Kinder’s story was soon shared by local media outlets and she received messages from fellow educators who revealed their own struggles with remote teaching.
“I think I was at my breaking point,” Kinder told “Good Morning America.” “I’ve never recorded myself upset before. I didn’t think I was going to cry.”
“I feel like I’m failing my students because I can’t be there for them like I could in a classroom,” she added.
Kinder has been teaching for six years. She said she volunteered to teach online, believing she’d excel at it.
However, Kinder quickly learned it was more difficult than anticipated — making sure her class can absorb her lessons through computer screens.
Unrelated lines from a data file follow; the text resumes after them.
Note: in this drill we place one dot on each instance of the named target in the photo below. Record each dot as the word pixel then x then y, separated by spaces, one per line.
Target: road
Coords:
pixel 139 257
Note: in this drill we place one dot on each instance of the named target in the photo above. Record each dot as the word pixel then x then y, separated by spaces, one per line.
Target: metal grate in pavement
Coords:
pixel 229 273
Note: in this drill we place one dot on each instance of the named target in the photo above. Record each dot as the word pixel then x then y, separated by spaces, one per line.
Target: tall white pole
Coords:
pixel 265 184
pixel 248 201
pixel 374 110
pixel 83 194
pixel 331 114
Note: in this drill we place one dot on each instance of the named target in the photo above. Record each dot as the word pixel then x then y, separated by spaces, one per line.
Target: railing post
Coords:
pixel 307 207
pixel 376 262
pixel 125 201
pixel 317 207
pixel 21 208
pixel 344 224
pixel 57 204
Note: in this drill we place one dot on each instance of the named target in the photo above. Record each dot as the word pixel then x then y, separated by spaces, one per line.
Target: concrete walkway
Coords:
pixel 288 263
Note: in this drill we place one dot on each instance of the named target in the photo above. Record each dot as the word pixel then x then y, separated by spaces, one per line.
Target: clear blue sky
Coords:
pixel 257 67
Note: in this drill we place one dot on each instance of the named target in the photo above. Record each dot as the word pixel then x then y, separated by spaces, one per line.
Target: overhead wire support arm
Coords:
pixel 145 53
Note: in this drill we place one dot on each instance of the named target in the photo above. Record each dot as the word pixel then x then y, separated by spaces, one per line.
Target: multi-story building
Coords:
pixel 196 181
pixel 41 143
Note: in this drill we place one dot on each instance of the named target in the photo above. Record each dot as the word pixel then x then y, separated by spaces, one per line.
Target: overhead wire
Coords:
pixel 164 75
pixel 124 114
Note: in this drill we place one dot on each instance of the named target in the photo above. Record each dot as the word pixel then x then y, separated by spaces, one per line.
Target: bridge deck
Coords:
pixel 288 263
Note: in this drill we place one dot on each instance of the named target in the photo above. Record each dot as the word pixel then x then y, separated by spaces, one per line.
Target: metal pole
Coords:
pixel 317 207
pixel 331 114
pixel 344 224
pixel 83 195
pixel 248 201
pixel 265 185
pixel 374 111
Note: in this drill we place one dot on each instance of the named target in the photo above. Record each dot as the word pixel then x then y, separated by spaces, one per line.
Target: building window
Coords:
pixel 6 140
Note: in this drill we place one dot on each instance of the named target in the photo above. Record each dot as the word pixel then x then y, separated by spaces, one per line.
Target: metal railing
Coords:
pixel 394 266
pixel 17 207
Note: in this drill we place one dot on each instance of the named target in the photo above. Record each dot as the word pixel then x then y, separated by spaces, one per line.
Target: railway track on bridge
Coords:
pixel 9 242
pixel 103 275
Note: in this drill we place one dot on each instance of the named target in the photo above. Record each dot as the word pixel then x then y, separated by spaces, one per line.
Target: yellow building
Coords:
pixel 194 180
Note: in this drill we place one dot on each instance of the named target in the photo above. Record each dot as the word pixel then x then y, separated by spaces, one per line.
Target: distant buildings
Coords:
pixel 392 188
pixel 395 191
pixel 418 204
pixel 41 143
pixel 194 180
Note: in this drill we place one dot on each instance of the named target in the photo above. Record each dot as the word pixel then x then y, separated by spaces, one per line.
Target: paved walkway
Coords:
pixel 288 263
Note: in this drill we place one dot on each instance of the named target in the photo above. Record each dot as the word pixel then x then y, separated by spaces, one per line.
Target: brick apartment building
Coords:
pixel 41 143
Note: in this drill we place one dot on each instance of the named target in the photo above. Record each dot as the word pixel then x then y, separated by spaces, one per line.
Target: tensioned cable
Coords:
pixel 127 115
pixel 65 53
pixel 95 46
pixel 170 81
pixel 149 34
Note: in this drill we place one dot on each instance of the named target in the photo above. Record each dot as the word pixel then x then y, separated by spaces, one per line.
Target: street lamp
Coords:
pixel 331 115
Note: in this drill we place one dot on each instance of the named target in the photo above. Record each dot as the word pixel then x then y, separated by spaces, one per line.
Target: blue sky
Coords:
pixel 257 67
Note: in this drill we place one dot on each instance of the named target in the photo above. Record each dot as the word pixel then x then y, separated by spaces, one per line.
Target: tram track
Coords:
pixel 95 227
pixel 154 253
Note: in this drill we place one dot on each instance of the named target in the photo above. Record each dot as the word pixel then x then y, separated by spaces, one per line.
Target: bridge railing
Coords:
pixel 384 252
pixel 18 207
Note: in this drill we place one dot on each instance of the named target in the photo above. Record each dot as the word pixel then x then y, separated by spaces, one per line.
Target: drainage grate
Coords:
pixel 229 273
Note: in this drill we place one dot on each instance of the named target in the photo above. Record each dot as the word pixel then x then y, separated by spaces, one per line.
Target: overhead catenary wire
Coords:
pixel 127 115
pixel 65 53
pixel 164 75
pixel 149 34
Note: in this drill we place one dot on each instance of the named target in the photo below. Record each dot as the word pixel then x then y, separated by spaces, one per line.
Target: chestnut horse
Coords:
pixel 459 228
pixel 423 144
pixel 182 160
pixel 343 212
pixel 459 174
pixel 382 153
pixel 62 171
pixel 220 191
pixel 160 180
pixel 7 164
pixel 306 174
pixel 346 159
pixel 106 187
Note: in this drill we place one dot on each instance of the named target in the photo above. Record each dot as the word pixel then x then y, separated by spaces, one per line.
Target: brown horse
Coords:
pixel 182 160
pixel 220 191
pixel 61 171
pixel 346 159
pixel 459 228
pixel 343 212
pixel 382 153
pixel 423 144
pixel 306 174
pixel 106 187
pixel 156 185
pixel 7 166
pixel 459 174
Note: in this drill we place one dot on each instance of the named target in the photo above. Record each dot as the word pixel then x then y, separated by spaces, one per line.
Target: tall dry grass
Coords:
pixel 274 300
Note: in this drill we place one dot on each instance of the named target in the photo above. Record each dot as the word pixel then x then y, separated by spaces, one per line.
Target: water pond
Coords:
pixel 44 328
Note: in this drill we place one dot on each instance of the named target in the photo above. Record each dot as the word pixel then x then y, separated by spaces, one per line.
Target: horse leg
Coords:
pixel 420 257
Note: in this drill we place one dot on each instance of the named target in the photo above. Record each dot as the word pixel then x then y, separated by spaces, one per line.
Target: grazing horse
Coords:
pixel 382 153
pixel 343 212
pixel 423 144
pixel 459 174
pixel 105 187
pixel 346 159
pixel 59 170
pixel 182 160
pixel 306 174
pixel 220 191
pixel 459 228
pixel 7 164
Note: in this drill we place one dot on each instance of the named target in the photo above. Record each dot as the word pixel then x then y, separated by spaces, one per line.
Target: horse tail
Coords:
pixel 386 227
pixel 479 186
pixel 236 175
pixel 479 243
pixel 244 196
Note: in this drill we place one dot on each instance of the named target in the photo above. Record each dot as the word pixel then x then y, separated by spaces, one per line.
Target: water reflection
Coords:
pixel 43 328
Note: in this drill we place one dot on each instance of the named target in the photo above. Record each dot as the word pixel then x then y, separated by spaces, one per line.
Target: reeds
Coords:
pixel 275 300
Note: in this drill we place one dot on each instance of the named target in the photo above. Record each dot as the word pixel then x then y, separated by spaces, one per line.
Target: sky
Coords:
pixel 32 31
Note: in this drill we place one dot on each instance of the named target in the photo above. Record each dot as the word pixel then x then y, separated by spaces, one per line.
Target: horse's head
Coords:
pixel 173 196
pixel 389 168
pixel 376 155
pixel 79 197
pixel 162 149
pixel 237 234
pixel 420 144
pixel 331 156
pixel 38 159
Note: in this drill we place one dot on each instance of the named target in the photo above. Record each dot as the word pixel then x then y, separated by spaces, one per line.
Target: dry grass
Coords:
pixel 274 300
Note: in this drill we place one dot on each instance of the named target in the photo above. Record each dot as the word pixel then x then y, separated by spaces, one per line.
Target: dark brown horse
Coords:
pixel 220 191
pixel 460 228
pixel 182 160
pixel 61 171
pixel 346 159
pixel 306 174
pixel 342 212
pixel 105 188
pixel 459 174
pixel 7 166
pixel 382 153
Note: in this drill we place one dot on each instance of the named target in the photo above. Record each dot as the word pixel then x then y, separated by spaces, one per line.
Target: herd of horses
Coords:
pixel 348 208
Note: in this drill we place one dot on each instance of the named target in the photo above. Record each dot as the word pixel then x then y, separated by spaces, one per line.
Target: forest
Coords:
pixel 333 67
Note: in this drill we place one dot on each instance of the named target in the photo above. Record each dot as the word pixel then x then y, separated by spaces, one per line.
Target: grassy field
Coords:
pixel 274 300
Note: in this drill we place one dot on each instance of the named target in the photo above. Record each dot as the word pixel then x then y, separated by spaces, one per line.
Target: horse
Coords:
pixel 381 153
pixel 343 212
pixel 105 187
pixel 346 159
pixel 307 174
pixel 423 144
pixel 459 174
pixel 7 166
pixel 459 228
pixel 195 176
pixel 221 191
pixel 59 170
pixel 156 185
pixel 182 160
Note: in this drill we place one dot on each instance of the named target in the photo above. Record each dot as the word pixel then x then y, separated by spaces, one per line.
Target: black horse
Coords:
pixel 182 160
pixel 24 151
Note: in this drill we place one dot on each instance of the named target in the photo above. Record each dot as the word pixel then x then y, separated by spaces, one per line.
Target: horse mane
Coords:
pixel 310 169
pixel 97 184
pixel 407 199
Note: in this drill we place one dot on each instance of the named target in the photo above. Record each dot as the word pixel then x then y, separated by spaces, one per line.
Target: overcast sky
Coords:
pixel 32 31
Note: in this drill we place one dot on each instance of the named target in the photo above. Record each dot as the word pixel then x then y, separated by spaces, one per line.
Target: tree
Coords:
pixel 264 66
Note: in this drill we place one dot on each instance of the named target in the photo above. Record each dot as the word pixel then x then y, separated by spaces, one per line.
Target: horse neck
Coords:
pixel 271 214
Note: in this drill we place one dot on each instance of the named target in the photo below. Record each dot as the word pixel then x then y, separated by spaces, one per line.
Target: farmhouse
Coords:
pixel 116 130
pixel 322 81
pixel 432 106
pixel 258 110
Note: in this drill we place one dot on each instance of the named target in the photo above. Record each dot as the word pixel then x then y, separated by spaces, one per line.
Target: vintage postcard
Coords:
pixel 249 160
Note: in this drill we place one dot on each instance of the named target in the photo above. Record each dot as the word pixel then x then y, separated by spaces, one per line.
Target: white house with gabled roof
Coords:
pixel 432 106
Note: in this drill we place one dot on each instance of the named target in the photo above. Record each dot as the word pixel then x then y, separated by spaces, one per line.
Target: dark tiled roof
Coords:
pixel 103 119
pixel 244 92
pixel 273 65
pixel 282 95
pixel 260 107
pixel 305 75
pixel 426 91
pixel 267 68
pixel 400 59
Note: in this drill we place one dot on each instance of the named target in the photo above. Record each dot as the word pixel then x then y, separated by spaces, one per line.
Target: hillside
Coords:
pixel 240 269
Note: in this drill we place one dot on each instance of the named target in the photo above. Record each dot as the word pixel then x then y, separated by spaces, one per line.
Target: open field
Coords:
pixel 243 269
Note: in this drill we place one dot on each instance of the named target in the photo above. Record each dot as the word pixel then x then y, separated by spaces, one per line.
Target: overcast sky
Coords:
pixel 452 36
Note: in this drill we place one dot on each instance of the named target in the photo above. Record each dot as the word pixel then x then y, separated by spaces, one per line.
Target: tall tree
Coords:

She also employs the same, standardized pretests to all her students regardless of their learning model.
“When you speak to the kids [who are learning online], there’s no way to privately talk to them,” she said. “It’s difficult to pull a student in a separate meeting. It puts you on hold with the 30 other kids. In class, I simply walk over. In a classroom, I can see if a student is stuck on No. 2 for a few minutes. I can’t see that online.”
Kinder’s colleague, Cheryl Lindstrom, told “GMA” she agrees with Kinder’s message.
“My complaint is, secure online testing seems to be an oxymoron,” said Lindstrom, a sixth through ninth grade social studies teacher who teaches online every other day. “I don’t know where they’re taking the test, how many devices are open…my concern is, how valid is the data we’re collecting through an online assessment because it’s not a controlled environment.”